Only days after the 1 October 2009 celebration of the sixtieth anniversary of the founding of the People’s Republic of China in Beijing, the Chinese Premier, Wen Jiabao, paid a state visit to North Korea. During his stay in Pyongyang, Wen visited the memorial to the fallen members of the Chinese ‘volunteer army’ that had fought alongside Soviet and Korean communist forces during what is known in China as the ‘War to Oppose American Aggression and Support Korea’. Among the war dead is Mao Anying, the favoured son of Mao Zedong, the founding leader of the People’s Republic. After laying a wreath at Anying’s tomb, Wen directly addressed a stone likeness of the dead soldier. He said: ‘Comrade Anying, I have come to see you on behalf of the people of the motherland. Our country is strong now and its people enjoy good fortune. You may rest in peace’...[2]

Although this statement passed by the media with little comment, among well-informed friends in Beijing Wen’s was seen as a remarkable utterance. Some argued that, in essence, it meant that a contemporary Chinese leader was declaring that the efforts to create a strong and prosperous nation—a Herculean enterprise that has inspired and haunted Chinese thinkers, politicians and people for over a century—have to all intents and purposes borne fruit. Taking things one step further it would seem that, in offering consolation to the long-dead son of modern China’s founder, Wen was also declaring that the mission of the ‘Chinese revolution’ had been achieved. If, friends remarked to me in private, the revolution is over and the aims of the Communist Party all but achieved, then what will the next grand mission of the Chinese nation be in the twenty-first century?...

As China continues on its path to become a major world influence, it is important that we remain heedful of the complex realities of China’s society and the varying demands of its citizens. As international criticisms of China’s failure to realize a social and political transformation concomitant with its economic achievement, the Chinese authorities have become increasingly anxious to present their monolith version of Chinese reality to the world as the only truly Chinese story worthy of our consideration. The Chinese Party-state, with the support of many citizens nurtured by a guided education and media industry, is now investing massively in presenting what it calls the ‘Chinese story’... to the rest of the world. However, in doing this, it constantly limits and censors the variety of stories and narratives that make up the rich skein of human possibility in China itself. To many it would appear self-evident that political force can or should claim to represent in its entirety or in perpetuity such human richness....

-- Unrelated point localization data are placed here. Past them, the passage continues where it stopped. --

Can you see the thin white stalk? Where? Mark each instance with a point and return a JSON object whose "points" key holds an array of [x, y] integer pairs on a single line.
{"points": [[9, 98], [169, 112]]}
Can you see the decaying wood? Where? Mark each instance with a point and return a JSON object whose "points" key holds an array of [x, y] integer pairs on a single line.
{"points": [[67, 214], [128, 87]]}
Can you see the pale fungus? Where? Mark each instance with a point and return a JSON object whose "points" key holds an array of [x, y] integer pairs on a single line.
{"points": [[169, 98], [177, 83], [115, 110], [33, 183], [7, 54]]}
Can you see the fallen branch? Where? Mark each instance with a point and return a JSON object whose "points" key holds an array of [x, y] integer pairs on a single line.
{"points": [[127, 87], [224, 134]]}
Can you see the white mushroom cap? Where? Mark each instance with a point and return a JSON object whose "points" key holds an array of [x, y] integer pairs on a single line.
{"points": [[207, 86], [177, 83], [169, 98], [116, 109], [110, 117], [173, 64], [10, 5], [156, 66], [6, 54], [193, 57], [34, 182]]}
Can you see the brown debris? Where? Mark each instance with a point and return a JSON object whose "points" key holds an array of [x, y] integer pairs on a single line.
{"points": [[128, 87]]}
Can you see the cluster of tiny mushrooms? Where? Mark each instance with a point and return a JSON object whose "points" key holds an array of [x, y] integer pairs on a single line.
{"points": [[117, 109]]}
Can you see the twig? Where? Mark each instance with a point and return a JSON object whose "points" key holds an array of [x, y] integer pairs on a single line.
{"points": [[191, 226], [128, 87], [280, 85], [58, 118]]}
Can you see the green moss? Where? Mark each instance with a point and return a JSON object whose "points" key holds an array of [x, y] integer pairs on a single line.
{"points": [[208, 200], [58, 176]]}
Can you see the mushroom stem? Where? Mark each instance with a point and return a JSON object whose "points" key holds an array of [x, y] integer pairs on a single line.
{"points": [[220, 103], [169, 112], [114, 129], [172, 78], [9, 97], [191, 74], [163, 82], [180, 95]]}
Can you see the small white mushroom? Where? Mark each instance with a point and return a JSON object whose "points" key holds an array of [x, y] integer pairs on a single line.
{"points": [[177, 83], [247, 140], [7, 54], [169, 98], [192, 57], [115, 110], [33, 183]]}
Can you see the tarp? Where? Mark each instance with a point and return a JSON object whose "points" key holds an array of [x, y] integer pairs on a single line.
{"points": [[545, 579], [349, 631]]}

If China is to be a responsible member of the international community, and for its peoples to be a harmonious part of an equitable world order, the citizens of the People’s Republic not only need to be informed and to inform of their views, but be free to debate, disagree and reach social and political consensus in a way that is not determined behind closed doors, or predominantly by a secretive political system with complex corporate connections in which family connections, personal wealth and power form the only basis for true legitimacy.

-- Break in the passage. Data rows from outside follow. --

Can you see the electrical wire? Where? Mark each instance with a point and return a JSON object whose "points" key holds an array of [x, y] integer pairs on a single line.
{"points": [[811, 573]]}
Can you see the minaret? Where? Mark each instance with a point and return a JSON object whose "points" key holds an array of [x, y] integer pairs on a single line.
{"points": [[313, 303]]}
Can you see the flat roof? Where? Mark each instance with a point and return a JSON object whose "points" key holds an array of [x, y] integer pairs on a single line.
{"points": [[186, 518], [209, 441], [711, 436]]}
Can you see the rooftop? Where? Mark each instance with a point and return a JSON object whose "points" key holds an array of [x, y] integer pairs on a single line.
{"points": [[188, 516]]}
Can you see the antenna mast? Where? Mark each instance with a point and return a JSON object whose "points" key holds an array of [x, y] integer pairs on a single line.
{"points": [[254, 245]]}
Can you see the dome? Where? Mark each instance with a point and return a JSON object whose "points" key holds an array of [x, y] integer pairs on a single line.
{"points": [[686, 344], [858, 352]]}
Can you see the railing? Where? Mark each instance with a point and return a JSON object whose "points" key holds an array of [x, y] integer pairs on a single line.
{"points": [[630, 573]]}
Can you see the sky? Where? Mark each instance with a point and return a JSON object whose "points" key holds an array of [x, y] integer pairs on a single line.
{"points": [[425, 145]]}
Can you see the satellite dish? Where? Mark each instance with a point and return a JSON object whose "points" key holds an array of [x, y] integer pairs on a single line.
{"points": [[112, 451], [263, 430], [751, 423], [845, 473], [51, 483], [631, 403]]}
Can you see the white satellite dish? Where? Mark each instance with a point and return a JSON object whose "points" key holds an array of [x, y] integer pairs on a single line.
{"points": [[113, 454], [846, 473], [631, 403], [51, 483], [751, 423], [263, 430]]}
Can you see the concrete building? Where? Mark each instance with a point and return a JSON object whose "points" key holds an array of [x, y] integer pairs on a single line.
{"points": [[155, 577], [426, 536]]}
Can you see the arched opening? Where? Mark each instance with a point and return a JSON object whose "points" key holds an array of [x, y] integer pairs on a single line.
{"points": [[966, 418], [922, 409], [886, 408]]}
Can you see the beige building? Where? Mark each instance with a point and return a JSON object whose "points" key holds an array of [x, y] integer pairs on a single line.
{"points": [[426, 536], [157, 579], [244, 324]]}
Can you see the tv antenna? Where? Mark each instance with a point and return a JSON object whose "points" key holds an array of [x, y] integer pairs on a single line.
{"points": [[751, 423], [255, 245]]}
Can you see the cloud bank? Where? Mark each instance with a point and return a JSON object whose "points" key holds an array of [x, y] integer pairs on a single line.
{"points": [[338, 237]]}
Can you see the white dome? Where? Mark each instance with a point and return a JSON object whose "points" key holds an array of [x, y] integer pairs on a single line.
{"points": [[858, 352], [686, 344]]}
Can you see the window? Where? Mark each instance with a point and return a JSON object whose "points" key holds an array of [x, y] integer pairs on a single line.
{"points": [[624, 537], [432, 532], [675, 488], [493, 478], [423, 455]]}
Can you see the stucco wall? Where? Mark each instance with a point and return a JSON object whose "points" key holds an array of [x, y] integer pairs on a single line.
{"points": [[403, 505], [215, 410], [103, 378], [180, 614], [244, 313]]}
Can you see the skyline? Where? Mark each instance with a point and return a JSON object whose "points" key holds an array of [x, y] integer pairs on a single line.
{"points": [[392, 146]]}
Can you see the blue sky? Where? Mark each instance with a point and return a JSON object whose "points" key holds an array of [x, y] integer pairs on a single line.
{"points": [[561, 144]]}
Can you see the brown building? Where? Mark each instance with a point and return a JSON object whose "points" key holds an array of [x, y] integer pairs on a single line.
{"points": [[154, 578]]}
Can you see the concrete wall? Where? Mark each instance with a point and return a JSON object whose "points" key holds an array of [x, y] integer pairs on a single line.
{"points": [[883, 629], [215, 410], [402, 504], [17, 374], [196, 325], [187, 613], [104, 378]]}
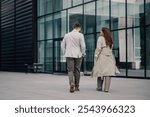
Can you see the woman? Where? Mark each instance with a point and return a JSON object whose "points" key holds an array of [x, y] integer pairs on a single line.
{"points": [[104, 61]]}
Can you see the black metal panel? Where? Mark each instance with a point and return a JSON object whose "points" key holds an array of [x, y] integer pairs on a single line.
{"points": [[17, 34], [7, 35]]}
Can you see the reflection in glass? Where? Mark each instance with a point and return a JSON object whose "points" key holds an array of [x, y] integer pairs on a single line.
{"points": [[41, 51], [49, 56], [66, 3], [148, 51], [135, 44], [59, 59], [117, 14], [87, 1], [49, 6], [147, 10], [49, 27], [40, 7], [89, 17], [57, 5], [75, 15], [77, 2], [119, 50], [102, 14], [41, 29], [59, 24], [90, 49], [135, 13]]}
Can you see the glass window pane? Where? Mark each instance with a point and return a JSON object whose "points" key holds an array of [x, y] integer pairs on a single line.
{"points": [[135, 48], [59, 24], [117, 14], [148, 51], [75, 15], [41, 55], [58, 5], [41, 29], [49, 6], [49, 27], [102, 14], [135, 12], [59, 59], [77, 2], [90, 49], [89, 18], [147, 10], [87, 1], [66, 3], [49, 56], [119, 50], [40, 7]]}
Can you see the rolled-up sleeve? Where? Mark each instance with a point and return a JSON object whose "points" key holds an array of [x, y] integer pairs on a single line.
{"points": [[98, 47], [83, 45], [63, 44]]}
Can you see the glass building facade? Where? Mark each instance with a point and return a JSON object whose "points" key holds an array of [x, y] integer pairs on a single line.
{"points": [[129, 21]]}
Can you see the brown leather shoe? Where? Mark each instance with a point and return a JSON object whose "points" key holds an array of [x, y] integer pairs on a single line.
{"points": [[71, 88], [77, 88]]}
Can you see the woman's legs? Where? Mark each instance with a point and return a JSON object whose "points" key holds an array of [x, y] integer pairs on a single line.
{"points": [[99, 84], [107, 83]]}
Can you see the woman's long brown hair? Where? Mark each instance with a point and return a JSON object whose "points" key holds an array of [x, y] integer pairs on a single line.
{"points": [[107, 36]]}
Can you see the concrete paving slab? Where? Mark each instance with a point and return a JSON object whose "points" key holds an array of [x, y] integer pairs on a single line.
{"points": [[21, 86]]}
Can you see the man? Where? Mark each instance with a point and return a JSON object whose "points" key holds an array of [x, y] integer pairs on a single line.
{"points": [[73, 47]]}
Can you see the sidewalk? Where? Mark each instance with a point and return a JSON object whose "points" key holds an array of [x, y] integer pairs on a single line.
{"points": [[21, 86]]}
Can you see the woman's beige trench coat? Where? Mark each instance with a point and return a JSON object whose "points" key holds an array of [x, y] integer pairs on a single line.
{"points": [[105, 64]]}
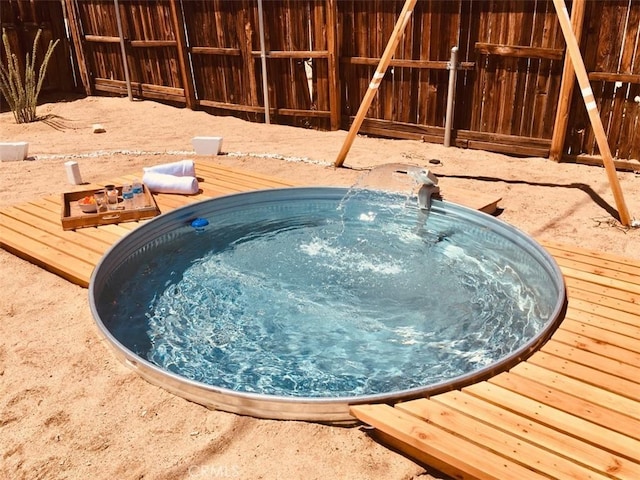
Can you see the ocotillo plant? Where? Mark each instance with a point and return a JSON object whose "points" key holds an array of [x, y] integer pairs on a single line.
{"points": [[22, 96]]}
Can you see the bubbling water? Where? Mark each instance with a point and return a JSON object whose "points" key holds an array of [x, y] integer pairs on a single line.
{"points": [[327, 299]]}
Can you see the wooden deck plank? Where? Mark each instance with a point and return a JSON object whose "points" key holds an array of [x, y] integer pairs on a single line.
{"points": [[595, 346], [590, 432], [529, 430], [561, 389], [546, 390], [579, 357], [437, 447], [624, 387], [586, 329], [607, 323], [588, 255], [610, 299], [500, 442]]}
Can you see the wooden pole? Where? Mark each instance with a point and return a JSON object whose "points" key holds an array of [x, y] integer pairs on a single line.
{"points": [[334, 65], [396, 35], [123, 51], [263, 62], [73, 16], [592, 110], [181, 43], [566, 86]]}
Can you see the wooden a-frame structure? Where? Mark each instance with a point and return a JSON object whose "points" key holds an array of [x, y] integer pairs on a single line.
{"points": [[576, 63]]}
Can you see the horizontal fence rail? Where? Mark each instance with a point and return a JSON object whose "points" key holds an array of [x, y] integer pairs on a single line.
{"points": [[317, 58]]}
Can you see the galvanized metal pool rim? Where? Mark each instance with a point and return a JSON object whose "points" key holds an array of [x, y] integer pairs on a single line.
{"points": [[326, 410]]}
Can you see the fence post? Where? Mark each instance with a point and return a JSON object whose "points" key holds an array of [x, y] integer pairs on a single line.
{"points": [[125, 63], [263, 59], [396, 35], [334, 75], [592, 110], [185, 70], [73, 17], [566, 87], [453, 72]]}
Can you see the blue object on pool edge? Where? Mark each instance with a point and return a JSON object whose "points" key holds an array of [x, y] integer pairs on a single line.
{"points": [[158, 243], [199, 224]]}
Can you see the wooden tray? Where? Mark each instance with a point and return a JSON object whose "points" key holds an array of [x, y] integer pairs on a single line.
{"points": [[73, 217]]}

In the 1940s a number of Chinese writers, reporters and thinkers were wary of the Communist Party’s promises to bring democracy and freedom to the country. In 1956, the noted publisher and writer Chu Anping; warned of the rise of what he dubbed a ‘Party Empire’. Like so many others who spoke out as part of a movement that the Party launched so it could ‘correct its mistakes’, Chu was soon purged for his outspokenness. Eventually, he disappeared under mysterious circumstances in 1966. To this day the expression ‘Party Empire’ resonates powerfully among those who are fearful of the swagger and style of a regnant Communist Party that along with a newfound economic clout cleaves to its backward-looking autocratic habits. Some now discuss the baleful consequences that this kind of ‘Chinese story’ could have on a global scale.